“IT'S LIKE JAYWALKING ACROSS A BUSY STREET WITH YOUR EYES CLOSED, YOU'RE TAKING A CHANCE”: RISK COMMUNICATION AND VALUES CLARIFICATION IN A RADIATION ONCOLOGY CLINIC

Monday, October 20, 2014
Poster Board # PS2-43

Candidate for the Lee B. Lusted Student Prize Competition

Laurie Pilote, MD1, Emilie Brouillard, MD1, Luc Cote, PhD1, Selma Chipenda Dansokho, PhD1, Sindy Magnan, MD1, France Légaré, MD PhD1, Pierre Pluye, MD PhD2, Roland Grad, MD MSc2, Anik Giguère, PhD1 and Holly O. Witteman, PhD1, (1)Université Laval, Quebec City, QC, Canada, (2)McGill University, Montreal, QC, Canada
Purpose: To study how risk communication and values clarification occur in a real-world clinical setting.

Methods: During 4 weeks in 2013, we invited a convenience sample of clinicians and patients in a radiation oncology clinic to participate in a mixed methods study. Prior to consultations, clinicians and patients completed self-administered questionnaires to assess their subjective numeracy and decision-making style preferences. We audio-recorded consultations, transcribed them verbatim, and conducted qualitative content analysis using a combined inductive and deductive approach with triangulation of researchers. Patients also completed a questionnaire immediately post-consultation to report their recall of risks discussed and their perceptions of the consultations.

Results: Of those invited, 29/30 clinicians (97%) and 40/46 patients (87%) participated. Clinicians included 11 radiation oncologists, 4 residents, and 14 nurses. Patients were 22 men, 18 women, mean age 64 (range 41-78), 22/39 (56%) with no postsecondary degree. Patients had a variety of cancers; 12/40 (30%) had been referred for palliative (not curative) radiotherapy.

During consultations (mean length 45 minutes, SD 16), clinicians presented a mean of 8.3 risks (SD 3.8), using verbal labels alone 83% of the time (e.g., “very rare”), verbal labels with numbers 16% of the time, and numbers alone 1% of the time. They used diverse strategies to convey the inherent uncertainty in medical evidence. Patients recalled significantly fewer risks than clinicians presented (mean recall 2.1, SD 1.8, t=9.29, p<.001). Better recall was associated with higher patient numeracy (F(1,31)=6.75, p=.01) and having risks repeated by a nurse (F(1,31)=6.24, p=.02).
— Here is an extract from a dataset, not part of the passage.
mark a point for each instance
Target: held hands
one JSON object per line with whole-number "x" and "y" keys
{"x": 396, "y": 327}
Clinicians and patients indicated preferences for shared decision-making, and patient-reported scores of shared decision-making during the consultations were high (median 49 out of possible 54). Yet 17/39 patients (42%) reported that they had not been asked what was important to them. Indeed, while discussions of risks and benefits were largely initiated by clinicians, discussions of values were largely initiated by patients or their families (Chi-squared(1)=37.8, p<.001).

Conclusions: Clinicians use diverse strategies to communicate risks; these may not meaningfully inform patients. Furthermore, a substantial proportion of patients are not asked about what is important to them. Better strategies must be implemented to help patients understand and retain information about risks and benefits, clarify and integrate their values into the decision-making process, and thus make informed decisions about their health.